ES: What kinds of challenges do you see the most within your practice?  

JQ: My biggest struggle is not being able to coordinate care with traditional health care providers.  They are the first line of treatment, in most cases, and too often I see babies and children who are not being referred to me or other health care professionals when the situation clearly warrants it.  There is a lot of 'wait and see' in newborn care and I think this could be improved by more collaboration with someone like me, a lactation specialist, OT, etc.  I have many times seen one treatment immediately improve a child's situation in matter of days, which, from the parents perspective, alleviates a lot of stress and helps them be better parents and care providers.  It may also make a huge difference long term to the child

ES: How can we do better as a community in helping new parents?  

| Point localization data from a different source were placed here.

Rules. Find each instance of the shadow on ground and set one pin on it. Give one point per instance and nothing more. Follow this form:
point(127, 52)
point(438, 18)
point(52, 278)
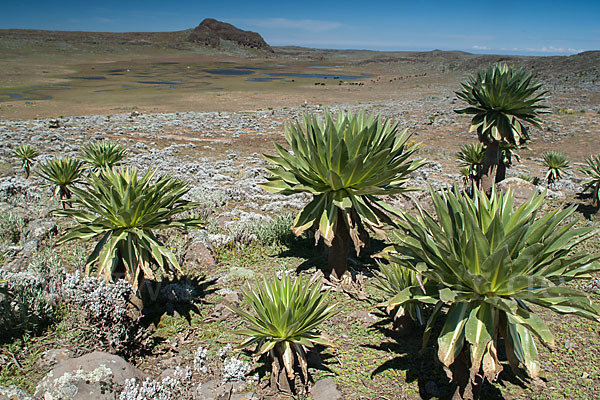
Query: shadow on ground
point(421, 365)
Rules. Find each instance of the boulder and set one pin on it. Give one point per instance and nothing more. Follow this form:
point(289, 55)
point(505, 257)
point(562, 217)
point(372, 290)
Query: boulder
point(36, 232)
point(198, 254)
point(98, 375)
point(52, 357)
point(522, 190)
point(13, 392)
point(325, 389)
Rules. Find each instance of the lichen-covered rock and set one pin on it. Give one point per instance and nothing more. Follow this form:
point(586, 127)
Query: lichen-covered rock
point(13, 392)
point(522, 190)
point(325, 389)
point(98, 375)
point(52, 357)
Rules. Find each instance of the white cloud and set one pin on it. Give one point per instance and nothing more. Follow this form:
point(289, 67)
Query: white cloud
point(310, 25)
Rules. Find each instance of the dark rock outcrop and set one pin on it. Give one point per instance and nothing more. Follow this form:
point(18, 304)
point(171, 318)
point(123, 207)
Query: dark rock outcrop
point(210, 32)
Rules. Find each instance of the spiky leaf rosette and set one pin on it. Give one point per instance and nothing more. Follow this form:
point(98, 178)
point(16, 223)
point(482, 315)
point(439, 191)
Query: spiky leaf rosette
point(103, 154)
point(404, 290)
point(344, 164)
point(501, 99)
point(592, 171)
point(492, 264)
point(63, 173)
point(557, 163)
point(471, 157)
point(284, 320)
point(123, 210)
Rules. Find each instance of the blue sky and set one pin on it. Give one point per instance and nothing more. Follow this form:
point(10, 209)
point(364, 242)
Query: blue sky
point(498, 27)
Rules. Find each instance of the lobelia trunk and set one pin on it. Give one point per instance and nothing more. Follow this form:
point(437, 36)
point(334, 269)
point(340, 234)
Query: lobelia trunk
point(340, 246)
point(490, 167)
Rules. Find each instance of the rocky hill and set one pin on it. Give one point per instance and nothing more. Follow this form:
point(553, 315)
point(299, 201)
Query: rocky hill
point(210, 32)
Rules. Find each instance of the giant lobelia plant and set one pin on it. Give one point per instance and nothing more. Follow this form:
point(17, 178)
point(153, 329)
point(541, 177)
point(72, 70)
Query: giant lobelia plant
point(103, 154)
point(63, 174)
point(501, 100)
point(493, 265)
point(283, 323)
point(345, 164)
point(27, 155)
point(592, 171)
point(122, 211)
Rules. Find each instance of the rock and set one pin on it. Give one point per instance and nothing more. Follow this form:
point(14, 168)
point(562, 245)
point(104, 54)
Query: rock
point(52, 357)
point(522, 190)
point(211, 32)
point(223, 392)
point(13, 392)
point(569, 345)
point(207, 390)
point(198, 254)
point(325, 389)
point(36, 232)
point(240, 273)
point(98, 375)
point(363, 316)
point(233, 298)
point(432, 389)
point(221, 313)
point(243, 396)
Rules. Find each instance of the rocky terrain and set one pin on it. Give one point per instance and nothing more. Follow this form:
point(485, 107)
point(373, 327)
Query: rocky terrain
point(219, 155)
point(210, 32)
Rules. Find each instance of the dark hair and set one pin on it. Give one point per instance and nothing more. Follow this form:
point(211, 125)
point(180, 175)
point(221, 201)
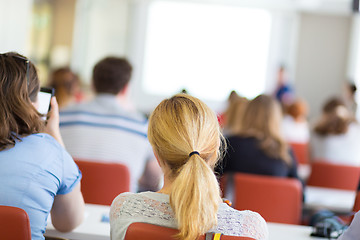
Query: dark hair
point(335, 118)
point(18, 89)
point(297, 109)
point(65, 79)
point(111, 75)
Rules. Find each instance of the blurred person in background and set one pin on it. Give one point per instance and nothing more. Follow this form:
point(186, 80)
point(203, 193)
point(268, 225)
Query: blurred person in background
point(260, 147)
point(234, 115)
point(295, 125)
point(67, 86)
point(335, 137)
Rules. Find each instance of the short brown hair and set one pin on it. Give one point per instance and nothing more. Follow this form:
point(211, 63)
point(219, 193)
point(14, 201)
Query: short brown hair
point(18, 89)
point(262, 120)
point(335, 118)
point(111, 75)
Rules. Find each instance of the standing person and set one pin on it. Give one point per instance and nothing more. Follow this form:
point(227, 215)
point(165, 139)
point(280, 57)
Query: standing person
point(105, 129)
point(186, 139)
point(260, 147)
point(36, 173)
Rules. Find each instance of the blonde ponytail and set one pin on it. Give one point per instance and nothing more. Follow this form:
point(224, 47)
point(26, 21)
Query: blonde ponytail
point(195, 198)
point(179, 126)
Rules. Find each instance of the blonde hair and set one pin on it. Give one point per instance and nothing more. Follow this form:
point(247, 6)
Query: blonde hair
point(19, 87)
point(262, 120)
point(177, 127)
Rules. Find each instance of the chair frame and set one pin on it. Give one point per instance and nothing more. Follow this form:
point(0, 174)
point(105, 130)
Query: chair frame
point(331, 175)
point(103, 181)
point(276, 199)
point(14, 223)
point(139, 230)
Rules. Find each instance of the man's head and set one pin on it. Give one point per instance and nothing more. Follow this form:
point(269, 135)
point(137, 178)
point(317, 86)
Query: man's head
point(111, 75)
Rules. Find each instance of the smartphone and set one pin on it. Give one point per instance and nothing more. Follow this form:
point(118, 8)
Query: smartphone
point(44, 98)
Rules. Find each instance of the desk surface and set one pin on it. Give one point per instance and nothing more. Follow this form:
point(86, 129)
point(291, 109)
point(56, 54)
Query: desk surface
point(340, 201)
point(94, 229)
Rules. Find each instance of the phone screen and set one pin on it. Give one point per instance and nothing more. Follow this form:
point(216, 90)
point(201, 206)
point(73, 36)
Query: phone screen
point(44, 98)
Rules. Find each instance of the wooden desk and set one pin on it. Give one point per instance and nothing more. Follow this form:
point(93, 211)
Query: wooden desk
point(280, 231)
point(94, 229)
point(336, 200)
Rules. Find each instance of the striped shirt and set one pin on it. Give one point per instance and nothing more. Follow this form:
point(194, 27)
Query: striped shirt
point(101, 130)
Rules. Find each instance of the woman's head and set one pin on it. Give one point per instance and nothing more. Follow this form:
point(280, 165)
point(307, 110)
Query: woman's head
point(66, 84)
point(262, 117)
point(183, 124)
point(335, 118)
point(19, 86)
point(177, 127)
point(234, 115)
point(262, 120)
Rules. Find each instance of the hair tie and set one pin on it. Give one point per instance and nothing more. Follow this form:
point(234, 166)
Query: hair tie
point(194, 152)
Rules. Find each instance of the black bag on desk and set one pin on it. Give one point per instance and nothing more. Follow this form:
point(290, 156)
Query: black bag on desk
point(326, 224)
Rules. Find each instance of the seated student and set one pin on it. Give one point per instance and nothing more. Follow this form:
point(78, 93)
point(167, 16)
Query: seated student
point(36, 173)
point(353, 232)
point(67, 86)
point(108, 129)
point(260, 147)
point(186, 140)
point(295, 126)
point(233, 115)
point(335, 138)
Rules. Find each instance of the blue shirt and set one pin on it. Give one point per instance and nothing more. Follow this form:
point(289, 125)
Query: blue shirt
point(32, 173)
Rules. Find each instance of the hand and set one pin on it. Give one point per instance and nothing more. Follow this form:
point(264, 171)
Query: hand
point(52, 126)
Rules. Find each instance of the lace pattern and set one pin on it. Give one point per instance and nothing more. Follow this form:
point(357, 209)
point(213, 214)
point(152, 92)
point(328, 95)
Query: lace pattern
point(154, 208)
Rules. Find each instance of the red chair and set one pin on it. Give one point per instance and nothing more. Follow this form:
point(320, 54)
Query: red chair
point(276, 199)
point(301, 152)
point(14, 224)
point(357, 202)
point(334, 176)
point(102, 182)
point(147, 231)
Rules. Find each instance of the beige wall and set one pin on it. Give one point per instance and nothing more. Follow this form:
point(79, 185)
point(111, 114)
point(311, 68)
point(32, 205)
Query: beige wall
point(321, 58)
point(63, 22)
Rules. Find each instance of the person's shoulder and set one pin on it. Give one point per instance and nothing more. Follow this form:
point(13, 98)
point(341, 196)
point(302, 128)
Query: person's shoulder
point(43, 139)
point(238, 221)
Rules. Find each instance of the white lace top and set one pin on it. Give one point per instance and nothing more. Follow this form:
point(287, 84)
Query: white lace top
point(154, 208)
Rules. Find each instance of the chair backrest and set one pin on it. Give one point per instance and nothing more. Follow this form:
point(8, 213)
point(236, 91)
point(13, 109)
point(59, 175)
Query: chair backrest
point(330, 175)
point(148, 231)
point(102, 181)
point(356, 207)
point(301, 152)
point(14, 223)
point(276, 199)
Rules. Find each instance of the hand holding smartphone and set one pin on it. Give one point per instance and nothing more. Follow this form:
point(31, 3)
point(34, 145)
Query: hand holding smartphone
point(44, 98)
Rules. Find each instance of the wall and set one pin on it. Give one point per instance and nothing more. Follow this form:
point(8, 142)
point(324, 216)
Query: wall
point(63, 27)
point(321, 58)
point(15, 25)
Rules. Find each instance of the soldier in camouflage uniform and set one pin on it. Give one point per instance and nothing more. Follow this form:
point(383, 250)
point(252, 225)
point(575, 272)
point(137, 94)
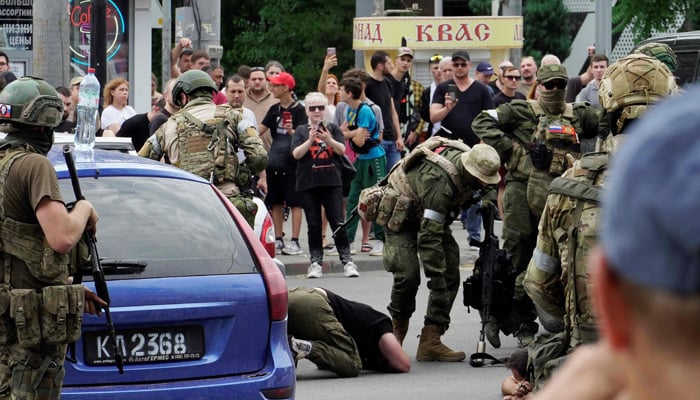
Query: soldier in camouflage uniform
point(204, 139)
point(557, 277)
point(429, 190)
point(36, 233)
point(532, 138)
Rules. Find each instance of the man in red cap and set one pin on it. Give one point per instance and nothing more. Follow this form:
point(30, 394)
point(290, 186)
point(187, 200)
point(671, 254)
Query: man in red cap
point(279, 179)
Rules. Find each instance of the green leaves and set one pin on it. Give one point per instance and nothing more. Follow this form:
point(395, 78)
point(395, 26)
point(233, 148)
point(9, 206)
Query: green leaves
point(546, 29)
point(293, 32)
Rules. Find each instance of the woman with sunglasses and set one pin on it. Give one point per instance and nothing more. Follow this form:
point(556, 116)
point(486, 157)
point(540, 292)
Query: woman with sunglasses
point(534, 139)
point(315, 146)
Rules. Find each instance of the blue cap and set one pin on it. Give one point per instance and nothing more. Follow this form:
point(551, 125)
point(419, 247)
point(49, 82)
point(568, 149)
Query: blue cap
point(650, 228)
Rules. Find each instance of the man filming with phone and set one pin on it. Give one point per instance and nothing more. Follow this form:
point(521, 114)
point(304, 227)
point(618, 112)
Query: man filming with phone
point(456, 108)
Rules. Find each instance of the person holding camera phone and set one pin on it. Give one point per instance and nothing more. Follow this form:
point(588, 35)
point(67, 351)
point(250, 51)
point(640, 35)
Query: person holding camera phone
point(280, 176)
point(316, 146)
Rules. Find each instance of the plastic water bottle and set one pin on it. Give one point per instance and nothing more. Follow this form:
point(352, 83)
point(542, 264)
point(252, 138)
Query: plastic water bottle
point(88, 103)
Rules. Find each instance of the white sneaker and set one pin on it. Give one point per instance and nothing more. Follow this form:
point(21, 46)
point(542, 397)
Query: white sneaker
point(377, 250)
point(350, 270)
point(292, 248)
point(279, 245)
point(315, 271)
point(301, 348)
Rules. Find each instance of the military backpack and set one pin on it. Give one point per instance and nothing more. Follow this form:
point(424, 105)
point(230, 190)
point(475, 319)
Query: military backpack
point(208, 148)
point(582, 188)
point(392, 202)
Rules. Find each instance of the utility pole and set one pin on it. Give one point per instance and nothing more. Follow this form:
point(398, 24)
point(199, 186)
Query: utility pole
point(603, 27)
point(50, 56)
point(166, 41)
point(513, 8)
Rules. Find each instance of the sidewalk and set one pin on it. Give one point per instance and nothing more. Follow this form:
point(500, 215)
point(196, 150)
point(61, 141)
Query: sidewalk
point(297, 265)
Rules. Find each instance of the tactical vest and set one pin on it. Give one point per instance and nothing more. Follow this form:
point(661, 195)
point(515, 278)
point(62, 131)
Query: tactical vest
point(552, 140)
point(208, 148)
point(30, 316)
point(27, 241)
point(394, 203)
point(583, 187)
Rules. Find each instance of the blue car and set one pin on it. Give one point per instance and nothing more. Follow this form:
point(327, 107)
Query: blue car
point(198, 305)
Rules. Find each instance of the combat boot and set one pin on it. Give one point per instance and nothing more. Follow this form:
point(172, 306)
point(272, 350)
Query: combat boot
point(400, 329)
point(431, 348)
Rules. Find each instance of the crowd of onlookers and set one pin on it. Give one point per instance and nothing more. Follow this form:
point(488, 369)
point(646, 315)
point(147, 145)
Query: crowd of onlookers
point(403, 109)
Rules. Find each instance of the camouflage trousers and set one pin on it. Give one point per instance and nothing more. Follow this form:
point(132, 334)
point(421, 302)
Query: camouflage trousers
point(402, 260)
point(520, 237)
point(310, 317)
point(31, 373)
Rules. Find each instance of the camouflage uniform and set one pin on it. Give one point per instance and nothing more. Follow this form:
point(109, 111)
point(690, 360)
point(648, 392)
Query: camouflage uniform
point(425, 238)
point(218, 165)
point(39, 312)
point(511, 129)
point(557, 276)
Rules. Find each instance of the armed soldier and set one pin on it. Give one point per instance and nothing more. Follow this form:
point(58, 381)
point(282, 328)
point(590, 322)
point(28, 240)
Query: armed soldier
point(203, 138)
point(37, 232)
point(532, 138)
point(422, 198)
point(557, 278)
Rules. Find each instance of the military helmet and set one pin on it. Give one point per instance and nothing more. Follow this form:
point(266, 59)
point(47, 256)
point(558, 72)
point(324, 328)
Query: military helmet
point(189, 82)
point(660, 51)
point(636, 79)
point(549, 72)
point(482, 162)
point(31, 101)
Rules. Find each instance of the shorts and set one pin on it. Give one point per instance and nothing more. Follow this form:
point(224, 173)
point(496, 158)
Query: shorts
point(280, 189)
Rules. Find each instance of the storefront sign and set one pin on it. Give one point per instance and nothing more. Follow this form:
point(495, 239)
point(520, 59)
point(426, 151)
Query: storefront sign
point(373, 33)
point(16, 26)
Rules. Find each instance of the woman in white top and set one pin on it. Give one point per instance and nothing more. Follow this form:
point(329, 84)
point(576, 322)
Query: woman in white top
point(116, 110)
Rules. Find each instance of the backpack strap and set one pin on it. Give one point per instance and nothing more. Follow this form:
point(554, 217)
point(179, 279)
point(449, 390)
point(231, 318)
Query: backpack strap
point(5, 164)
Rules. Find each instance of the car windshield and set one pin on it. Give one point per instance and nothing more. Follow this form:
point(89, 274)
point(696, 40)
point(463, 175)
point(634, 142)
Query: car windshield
point(160, 227)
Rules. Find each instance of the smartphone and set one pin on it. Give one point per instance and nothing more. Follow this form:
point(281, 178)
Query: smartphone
point(286, 117)
point(452, 90)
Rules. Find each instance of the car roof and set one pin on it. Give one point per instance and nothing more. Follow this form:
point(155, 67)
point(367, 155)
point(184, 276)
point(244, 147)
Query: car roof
point(114, 163)
point(123, 144)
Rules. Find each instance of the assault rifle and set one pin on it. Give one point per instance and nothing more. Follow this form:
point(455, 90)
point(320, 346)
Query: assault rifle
point(98, 275)
point(490, 288)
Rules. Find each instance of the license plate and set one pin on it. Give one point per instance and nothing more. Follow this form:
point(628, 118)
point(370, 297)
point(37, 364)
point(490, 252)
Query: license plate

JQ: As health care providers, I think we need to raise more awareness of the kinds of services available to parents.  I have found in my practice that offering free workshops with other pediatric and family health professionals is a great way for parents to gather resources, meet care providers in their community, ask questions, and educate themselves to make more informed decisions.  Ideally, these workshops are for parents-to-be, or parents of newborns, but any stage of parenting can benefit.  It is also important for those of us in the health field to get a chance to listen to parents in a situation outside of treatment because I believe it gives us a better sense of the kind of resources and information that are truly needed, as well as where gaps in care still exist.  


Thank you Jeremy! What do you all think? How do you think we can better support new families? What were your experiences?